Emparentada de cerca con «The Butterfly Effect» (2004) y «The Man From Earth» (2007), entre otras películas de ciencia ficción que plantean temas profundos a partir de situaciones cotidianas, la película se desarrolla principalmente en una cabaña perdida en medio de un bosque en la que tres desconocidos sin aparentemente nada en común se encuentran e intentarán entender qué circunstancia de la vida los llevó a ese lugar, así como deberán aprender a sobrevivir y tolerarse entre ellos. Una mujer de clase alta, un adulto joven huérfano (interpretado por uno de los hijos del legendario Clint Eastwood, y cuyo parecido es innegable) y una ladrona de tiendas menores son los protagonistas quienes a partir del miedo por la situación y diferencias iniciales, descubrirán que no se encuentran en donde creen que están pero tampoco son tan lejanos; son paradojas y contradicciones de este tipo las que conducen la película. Cabe mencionar a la cabaña como un quinto protagonista pues es un elemento que les sirve de refugio ante su situación desesperada, así como ofrece respuestas y se mantiene omnipresente de una u otra forma a lo largo de la cinta.

El guión es uno de los puntos fuertes, pues se nos va entregando información sobre que está ocurriendo realmente de forma paulatina y en ocasiones no tan obviamente, haciendo referencia a elementos de la cultura popular que en ocasiones los protagonistas comparten y en otras no, así como nosotros como espectadores podemos conocerlas o quizás no. La introducción de un cuarto personaje ya en el medio de la cinta sirve para completar el círculo de respuestas a las muchas interrogantes planteadas en la primera mitad. Luego de que el misterio se ha aclarado, la película se vuelve un poco floja ya que intenta ser condescendiente consigo misma y dar conclusiones que no hemos pedido ni tampoco son necesarias, pues con la originalidad inicial demostrada ya la película estaba bien.

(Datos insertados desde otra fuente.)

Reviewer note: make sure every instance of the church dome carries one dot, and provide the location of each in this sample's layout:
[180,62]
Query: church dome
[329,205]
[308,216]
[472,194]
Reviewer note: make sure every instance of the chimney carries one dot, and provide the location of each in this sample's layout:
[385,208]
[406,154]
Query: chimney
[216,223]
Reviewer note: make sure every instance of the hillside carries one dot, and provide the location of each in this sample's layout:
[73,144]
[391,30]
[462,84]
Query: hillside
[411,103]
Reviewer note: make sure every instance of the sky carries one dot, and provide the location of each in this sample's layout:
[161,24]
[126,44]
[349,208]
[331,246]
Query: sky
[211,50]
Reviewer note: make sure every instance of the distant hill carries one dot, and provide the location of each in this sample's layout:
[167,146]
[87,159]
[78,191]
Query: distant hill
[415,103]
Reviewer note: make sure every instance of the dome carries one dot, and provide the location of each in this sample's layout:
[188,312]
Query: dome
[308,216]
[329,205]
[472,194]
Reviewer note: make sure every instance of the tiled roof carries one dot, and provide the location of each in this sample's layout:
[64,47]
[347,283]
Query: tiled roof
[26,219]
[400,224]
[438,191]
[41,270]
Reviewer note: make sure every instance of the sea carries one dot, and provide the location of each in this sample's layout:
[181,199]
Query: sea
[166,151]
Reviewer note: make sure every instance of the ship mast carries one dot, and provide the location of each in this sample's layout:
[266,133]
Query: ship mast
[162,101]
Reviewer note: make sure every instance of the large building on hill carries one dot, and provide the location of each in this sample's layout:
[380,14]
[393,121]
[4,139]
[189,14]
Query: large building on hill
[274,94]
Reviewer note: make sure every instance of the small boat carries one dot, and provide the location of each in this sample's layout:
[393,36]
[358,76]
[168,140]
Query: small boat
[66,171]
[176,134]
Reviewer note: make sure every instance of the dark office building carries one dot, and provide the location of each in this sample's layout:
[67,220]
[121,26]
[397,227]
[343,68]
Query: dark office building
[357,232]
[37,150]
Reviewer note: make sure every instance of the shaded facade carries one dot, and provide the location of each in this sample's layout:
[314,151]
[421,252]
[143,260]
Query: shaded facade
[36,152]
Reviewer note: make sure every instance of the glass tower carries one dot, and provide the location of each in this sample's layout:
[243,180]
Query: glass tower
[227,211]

Como se dijo al principio, las actuaciones son un tanto débiles y poco convincentes por momentos, la edición también la hace perder cierta continuidad y la hace ver un poco más antigua de lo que es (fue hecha en el 2011), sin embargo, no logran empañar el balance final que hace de esta película una sorpresa y un buen momento que desafía nuestros cerebros sin llegar a agotarlos y que logra entretener mientras dura su historia.